Sightings 10/1/2012
The White Working Class
by Martin E. Marty
Sightings lives week by week. In my other life as an historian for sixty years I have lived by 250 and 500 year chunks of American life. My colleagues and I know that you cannot write religious history, the history of religions and of religious people in America without reckoning with the social class of citizens. As obvious as that is, it is not easily spoken about. Whether we listen casually or closely, we hear how instinctively the measuring of people and movements by class is part of the judgments we make.

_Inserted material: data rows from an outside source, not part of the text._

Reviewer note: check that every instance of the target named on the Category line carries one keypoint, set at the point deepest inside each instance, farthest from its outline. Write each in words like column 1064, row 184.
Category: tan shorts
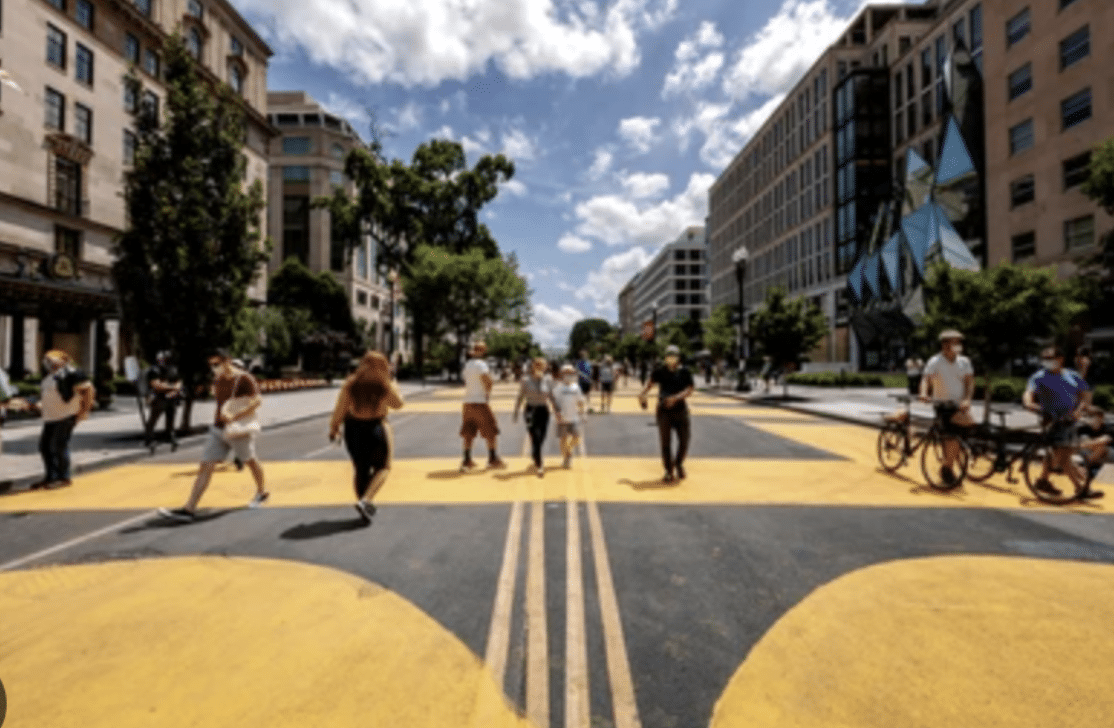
column 478, row 417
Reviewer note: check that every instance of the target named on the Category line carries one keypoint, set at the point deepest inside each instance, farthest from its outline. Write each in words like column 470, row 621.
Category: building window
column 1020, row 137
column 1075, row 109
column 295, row 145
column 56, row 110
column 1023, row 246
column 82, row 64
column 1017, row 27
column 235, row 78
column 67, row 186
column 1080, row 233
column 297, row 173
column 1076, row 170
column 132, row 48
column 150, row 62
column 1022, row 190
column 68, row 242
column 194, row 42
column 1020, row 81
column 129, row 147
column 84, row 13
column 82, row 123
column 1075, row 47
column 56, row 47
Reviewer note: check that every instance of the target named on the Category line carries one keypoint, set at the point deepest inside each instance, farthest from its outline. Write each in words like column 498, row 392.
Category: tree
column 1018, row 307
column 192, row 246
column 433, row 200
column 787, row 330
column 720, row 334
column 588, row 334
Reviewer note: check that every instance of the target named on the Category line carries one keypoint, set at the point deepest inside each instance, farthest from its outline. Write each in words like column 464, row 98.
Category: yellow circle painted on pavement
column 950, row 641
column 245, row 642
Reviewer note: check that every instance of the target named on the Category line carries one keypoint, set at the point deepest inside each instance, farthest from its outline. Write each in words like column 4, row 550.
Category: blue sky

If that paragraph sounds cautious, it is because talk about class is so perilous. Yet, there it is. And, like much about ethnicity and race in American history, so class is tangled with religious heritages and choice. Mention that and you may be accused of being prejudiced or occasioning class war. Fortunately, we get more and more data that helps us speak and write in informed ways. This week let me lift out one illustration, informed by a new and extensive survey by the folks at Public Religion Research Institute. We will focus on “white working class men,” who are much observed these days.

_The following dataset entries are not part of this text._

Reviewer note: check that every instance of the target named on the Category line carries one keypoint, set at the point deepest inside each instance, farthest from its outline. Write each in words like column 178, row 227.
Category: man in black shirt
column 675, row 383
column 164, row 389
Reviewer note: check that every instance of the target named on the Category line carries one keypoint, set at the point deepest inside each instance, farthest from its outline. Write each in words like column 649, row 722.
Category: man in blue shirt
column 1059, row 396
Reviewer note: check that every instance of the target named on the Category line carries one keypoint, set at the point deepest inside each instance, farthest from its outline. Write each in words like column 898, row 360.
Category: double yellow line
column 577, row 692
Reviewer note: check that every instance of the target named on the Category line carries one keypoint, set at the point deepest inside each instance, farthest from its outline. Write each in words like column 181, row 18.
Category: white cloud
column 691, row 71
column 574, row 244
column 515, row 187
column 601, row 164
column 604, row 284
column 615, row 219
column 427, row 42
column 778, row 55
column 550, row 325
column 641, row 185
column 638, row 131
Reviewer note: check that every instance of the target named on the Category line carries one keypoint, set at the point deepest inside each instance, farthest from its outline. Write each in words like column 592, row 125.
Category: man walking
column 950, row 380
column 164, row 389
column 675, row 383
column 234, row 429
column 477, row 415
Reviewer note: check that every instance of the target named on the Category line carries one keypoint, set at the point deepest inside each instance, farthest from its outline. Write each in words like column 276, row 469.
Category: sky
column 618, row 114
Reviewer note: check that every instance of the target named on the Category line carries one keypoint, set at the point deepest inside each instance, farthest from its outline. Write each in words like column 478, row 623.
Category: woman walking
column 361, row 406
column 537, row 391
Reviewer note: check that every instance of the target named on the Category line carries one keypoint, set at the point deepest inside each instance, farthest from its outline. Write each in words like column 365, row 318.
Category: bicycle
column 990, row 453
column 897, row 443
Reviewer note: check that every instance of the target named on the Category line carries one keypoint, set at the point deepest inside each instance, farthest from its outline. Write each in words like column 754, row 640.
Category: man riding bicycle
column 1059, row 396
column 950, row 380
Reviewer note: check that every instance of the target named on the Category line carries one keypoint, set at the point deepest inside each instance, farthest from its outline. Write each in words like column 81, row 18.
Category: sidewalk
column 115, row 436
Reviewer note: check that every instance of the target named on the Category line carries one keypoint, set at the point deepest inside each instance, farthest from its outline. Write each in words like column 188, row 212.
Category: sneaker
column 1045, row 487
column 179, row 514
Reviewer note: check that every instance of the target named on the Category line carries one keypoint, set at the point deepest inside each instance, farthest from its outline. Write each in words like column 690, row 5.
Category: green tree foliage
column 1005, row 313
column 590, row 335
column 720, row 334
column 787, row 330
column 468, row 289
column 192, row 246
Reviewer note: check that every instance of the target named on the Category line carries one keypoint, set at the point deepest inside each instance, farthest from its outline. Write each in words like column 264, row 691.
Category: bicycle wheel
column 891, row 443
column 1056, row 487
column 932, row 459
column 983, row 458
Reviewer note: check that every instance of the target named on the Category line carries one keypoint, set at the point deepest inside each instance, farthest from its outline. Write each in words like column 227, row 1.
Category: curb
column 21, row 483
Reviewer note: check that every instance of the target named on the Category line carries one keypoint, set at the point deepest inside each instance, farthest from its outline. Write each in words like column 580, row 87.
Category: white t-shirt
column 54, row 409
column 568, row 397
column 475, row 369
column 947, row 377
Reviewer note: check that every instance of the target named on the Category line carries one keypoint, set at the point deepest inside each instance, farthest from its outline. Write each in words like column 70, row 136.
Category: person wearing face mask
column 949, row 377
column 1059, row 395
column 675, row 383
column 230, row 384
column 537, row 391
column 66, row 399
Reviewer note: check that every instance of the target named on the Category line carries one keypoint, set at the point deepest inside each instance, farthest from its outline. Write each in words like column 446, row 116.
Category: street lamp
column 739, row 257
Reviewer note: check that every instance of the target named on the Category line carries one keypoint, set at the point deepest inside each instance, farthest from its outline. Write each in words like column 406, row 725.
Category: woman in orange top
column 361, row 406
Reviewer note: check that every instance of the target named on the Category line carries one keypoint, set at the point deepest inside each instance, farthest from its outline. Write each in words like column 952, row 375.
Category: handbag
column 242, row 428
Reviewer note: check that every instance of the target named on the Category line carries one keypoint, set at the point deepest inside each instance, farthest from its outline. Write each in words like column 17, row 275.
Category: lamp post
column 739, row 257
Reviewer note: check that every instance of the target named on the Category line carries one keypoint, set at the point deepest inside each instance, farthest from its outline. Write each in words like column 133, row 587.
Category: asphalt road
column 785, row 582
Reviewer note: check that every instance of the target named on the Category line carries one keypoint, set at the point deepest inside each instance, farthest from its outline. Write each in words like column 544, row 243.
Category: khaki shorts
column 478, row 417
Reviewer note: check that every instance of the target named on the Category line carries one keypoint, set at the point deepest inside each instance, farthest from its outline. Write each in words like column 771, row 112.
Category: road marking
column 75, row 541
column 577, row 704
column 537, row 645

Robert P. Jones and his PRRI associates first attack some myths, including that “white working-class Americans have abandoned traditional religiosity and a strong work ethic.” In fact, they are more likely than Americans in general to attend church and they do not report that religion is less important than it was some years ago. The PRRI survey makes it possible for Jones and company to confirm conventional wisdom. First, that the non-college group does embrace different consumer preferences, lifestyle choices, and parenting choices than do white college-educated Americans. They are less likely than the college-educated “to feel connected to government.” Surveyors find that 51 percent of the college-educated whites speak readily of “our government;” only 39 percent of those without college do. More of them believe that blacks and other minorities get too good a deal from government than do the college alumni, with a count of 60 percent to 39 percent. Interestingly, though they are economically disillusioned, they believe strongly in American exceptionalism. Let the politicians reckon with all this.

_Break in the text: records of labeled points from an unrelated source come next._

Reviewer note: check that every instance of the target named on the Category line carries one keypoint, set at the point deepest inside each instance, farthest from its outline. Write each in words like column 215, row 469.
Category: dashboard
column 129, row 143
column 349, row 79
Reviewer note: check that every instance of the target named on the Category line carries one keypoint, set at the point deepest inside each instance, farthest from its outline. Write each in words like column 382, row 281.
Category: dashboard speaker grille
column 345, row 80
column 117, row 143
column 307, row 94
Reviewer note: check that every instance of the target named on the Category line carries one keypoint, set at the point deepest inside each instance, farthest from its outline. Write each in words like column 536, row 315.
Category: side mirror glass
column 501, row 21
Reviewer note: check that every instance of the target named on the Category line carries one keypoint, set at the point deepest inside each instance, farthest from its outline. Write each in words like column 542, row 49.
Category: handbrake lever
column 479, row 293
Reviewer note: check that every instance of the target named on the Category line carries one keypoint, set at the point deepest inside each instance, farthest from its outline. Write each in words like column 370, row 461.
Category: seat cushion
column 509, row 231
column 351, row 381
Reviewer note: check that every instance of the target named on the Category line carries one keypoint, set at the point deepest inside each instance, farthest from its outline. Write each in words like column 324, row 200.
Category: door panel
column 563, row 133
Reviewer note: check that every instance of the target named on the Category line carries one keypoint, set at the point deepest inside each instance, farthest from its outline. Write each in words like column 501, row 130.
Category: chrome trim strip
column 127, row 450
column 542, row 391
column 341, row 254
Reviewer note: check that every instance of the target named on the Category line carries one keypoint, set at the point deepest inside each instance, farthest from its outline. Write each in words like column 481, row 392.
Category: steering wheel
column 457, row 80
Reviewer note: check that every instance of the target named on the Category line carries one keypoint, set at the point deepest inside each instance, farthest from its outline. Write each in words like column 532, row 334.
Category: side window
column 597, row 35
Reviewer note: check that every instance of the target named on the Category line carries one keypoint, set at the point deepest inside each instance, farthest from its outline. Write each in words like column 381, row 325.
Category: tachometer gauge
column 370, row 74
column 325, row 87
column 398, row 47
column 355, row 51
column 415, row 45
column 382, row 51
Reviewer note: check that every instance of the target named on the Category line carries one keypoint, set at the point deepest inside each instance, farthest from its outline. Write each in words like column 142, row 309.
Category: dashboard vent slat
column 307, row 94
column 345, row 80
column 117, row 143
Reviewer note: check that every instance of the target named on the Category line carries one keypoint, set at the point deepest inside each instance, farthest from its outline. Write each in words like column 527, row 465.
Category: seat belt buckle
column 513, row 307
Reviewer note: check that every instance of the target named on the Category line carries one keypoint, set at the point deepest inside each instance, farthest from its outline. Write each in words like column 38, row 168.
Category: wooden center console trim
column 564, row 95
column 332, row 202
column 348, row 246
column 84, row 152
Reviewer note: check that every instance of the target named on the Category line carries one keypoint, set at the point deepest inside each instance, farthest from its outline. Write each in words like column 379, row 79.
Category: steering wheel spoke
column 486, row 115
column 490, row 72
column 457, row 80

Only 19 percent of them will call themselves liberal, while their college-educated counterparts include 28 percent self-named “liberal.” As for affiliation, 36 percent identify themselves as evangelical Protestant, while 19 percent see themselves as mainline Protestant or Catholic. Only 16 percent say that they are religiously unaffiliated. To compare, according to PRRI findings, in college-educated counterparts 21 percent are evangelical, 23 percent mainline Protestant, 23 percent Catholic, and 21 percent unaffiliated. Interestingly, almost exactly one third of the college-educated white Protestants claim to attend church weekly as do the non-college cohort. College experience or not, the religious activity numbers are also similar: 32 percent say they almost never or never attend church.
It is impossible to summarize all the findings and contentions related to this survey; the purpose of this admittedly brisk report is simply to remind ourselves that, while class-talk does not tell us everything, it tells us much, and we neglect it at our peril if we want to deal intelligently with politics, cultural life and, yes, church life, in our nation which is so rich in diversity. Suppressing talk of class forces us to leave out many elements that can improve national life. When class comes up, we do well to talk.
References
Robert P. Jones and Daniel Cox, Beyond Guns and Gods: Understanding the Complexities of the White Working Class in America, Public Religion Research Institute, September 20, 2012.